Claramente, parar de pensar para obedecer cegamente a peritos não resulta. Então o que resulta? Alexis de Tocqueville aponta outro caminho. No seu Democracy in América ele descreve que o que mais o impressionou na sua visita dos Estados americanos foi o sentido de comunidade e a multiplicidade de organizações comunitárias que os americanos fundam e participam. Desde organizações de vizinhos para melhorar e valorizar a vizinhança, a organizações sociais (Rotary, Lyons…), organizações de caridade, organizações temporárias de alívio a desastres e crises a organizações de supervisão de escolas e sistemas de saúde.

Por exemplo, nas organizações de escolas os pais discutem com professores e administradores a melhor forma de educar os filhos, que matérias cobrir e que investimentos fazer ou não para manter a educação acessível a todos e eficaz. Naturalmente nestas reuniões vários grupos terão opiniões diferentes ou mesmo antagónicas. Mas através de debate, negociação e foco na missão final (educação dos filhos neste caso) chegam a soluções superiores as propostas inicialmente, e mais importante, motivam-se todos os participantes a implementar a decisão. Nesse processo desenvolvem as suas capacidades de ação cívica.

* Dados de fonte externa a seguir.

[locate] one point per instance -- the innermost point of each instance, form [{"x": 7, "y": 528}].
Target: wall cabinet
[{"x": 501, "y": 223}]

Em Portugal dizemos que ‘em casa de cego, quem tem um olho é Rei’. A minha esperança é que vocês mantenham os vossos olhos, ajudem as pessoas à vossa volta a abrir os seus, e criem condições para uma maior participação e crescimento cívico ancorado por valores e moral que serviram a civilização ocidental durante séculos. Estes têm raiz cristã: defesa dos fracos e oprimidos chocaram os romanos e gregos para quem a fraqueza tinha de ser eliminada e dominada. Vemos renascimento da perspetiva romana em sociedades autocráticas. Mas se o ocidente se unir e incluir todas as perspetivas na procura da melhor solução que sirva o bem comum penso que o século XXI será ainda ocidental.